El proyecto de Ley de Reconstrucción abrió una discusión que trasciende la emergencia: cómo el Estado puede habilitar inversión en plazos razonables, con reglas claras y resguardos ambientales efectivos. En ese debate, los ajustes al Sistema de Evaluación de Impacto Ambiental (SEIA) no son un detalle técnico, sino una pieza central para compatibilizar desarrollo, sostenibilidad y seguridad hídrica.
Chile necesita acelerar proyectos clave —en minería, energía e infraestructura— para sostener su crecimiento y viabilizar la transición energética. Sin embargo, muchos siguen enfrentando incertidumbre regulatoria, fragmentación de permisos y conflictos socioambientales asociados al uso intensivo de agua continental. El resultado es un sistema que, intentando proteger, muchas veces termina ralentizando inversiones estratégicas.
En este contexto, la discusión sobre modernización del SEIA puede representar un avance relevante si logra fortalecer criterios técnicos más objetivos, mejorar la coordinación institucional y entregar mayor certeza regulatoria. Más que crear instrumentos específicos para determinadas tecnologías, el desafío hoy parece estar en construir evaluaciones más predecibles, consistentes y basadas en desempeño ambiental efectivo.
Esa conversación inevitablemente se conecta con la seguridad hídrica y la necesidad de diversificar las fuentes de agua para el desarrollo productivo. Aquí el uso de agua de mar aparece como una alternativa cada vez más relevante. Desacoplar parte de la actividad industrial del uso de cuencas continentales no solo disminuye presión sobre ecosistemas y consumo humano, sino que también puede reducir parte importante de la conflictividad territorial asociada al recurso hídrico.

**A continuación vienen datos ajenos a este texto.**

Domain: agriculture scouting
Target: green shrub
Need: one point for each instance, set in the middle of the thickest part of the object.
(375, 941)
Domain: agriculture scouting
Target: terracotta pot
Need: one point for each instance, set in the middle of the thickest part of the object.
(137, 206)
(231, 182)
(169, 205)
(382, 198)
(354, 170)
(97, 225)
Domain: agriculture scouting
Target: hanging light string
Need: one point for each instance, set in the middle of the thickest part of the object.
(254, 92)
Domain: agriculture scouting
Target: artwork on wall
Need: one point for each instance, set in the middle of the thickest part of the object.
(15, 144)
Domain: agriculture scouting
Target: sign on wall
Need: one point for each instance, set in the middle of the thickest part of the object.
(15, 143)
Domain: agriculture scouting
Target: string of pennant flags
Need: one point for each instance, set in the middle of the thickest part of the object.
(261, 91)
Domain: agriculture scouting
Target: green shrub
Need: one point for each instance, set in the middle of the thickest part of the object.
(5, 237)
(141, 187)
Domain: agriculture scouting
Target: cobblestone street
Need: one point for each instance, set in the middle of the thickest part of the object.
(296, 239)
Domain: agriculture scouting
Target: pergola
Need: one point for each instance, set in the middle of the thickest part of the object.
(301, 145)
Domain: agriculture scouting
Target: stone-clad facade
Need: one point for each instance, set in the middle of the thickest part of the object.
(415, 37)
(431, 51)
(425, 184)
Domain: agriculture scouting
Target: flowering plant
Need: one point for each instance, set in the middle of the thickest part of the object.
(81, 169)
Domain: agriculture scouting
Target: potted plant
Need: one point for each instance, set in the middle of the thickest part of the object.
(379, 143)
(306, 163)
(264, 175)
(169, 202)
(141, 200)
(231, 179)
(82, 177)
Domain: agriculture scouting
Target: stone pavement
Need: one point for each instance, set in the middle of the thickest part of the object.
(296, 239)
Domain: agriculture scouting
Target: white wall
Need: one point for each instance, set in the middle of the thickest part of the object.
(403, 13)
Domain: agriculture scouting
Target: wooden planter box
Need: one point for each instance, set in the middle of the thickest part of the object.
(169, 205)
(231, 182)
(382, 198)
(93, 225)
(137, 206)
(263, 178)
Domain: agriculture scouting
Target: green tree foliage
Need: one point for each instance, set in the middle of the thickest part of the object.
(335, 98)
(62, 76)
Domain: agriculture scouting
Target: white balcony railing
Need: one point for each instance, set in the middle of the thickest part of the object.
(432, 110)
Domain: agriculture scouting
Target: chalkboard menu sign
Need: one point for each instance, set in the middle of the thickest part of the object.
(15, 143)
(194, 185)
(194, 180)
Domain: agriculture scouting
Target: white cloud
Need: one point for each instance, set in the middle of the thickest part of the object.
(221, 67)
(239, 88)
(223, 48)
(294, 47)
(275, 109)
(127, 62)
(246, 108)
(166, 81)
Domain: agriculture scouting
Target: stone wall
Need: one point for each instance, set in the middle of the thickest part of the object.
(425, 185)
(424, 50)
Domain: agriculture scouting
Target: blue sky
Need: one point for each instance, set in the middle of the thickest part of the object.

Además, la evolución tecnológica en desalación y sistemas vinculados al uso de agua de mar ha permitido desarrollar soluciones más eficientes y con menores impactos ambientales que hace algunos años. Esto abre espacio para que los procesos de evaluación incorporen criterios técnicos diferenciados según el tipo de proyecto, su localización y sus efectos reales, evitando aproximaciones homogéneas para iniciativas con características ambientales distintas.
El vínculo con la transición energética es directo. La expansión minera, el desarrollo del hidrógeno verde y el despliegue de energías renovables requerirán volúmenes significativos de agua, especialmente en zonas con estrés hídrico estructural. Sin fuentes sostenibles y confiables, parte importante de esa transformación productiva podría enfrentar crecientes dificultades de implementación.
Por supuesto, persisten brechas regulatorias importantes. Todavía existen desafíos en materia de permisos sectoriales, uso de borde costero, coordinación institucional y criterios para la evaluación de proyectos asociados al uso de agua de mar. Precisamente por eso, la discusión actual puede ser una oportunidad para avanzar hacia mayor claridad normativa y menor discrecionalidad, sin debilitar estándares ambientales.
La conversación que abrió la Ley de Reconstrucción ofrece así una oportunidad poco frecuente: no solo acelerar inversiones prioritarias, sino también mejorar las condiciones bajo las cuales los proyectos se evalúan y desarrollan en Chile. La discusión sobre permisología difícilmente se resolverá únicamente simplificando trámites; también requiere proyectos mejor diseñados, reglas más claras y una mirada estratégica sobre seguridad hídrica y desarrollo sostenible.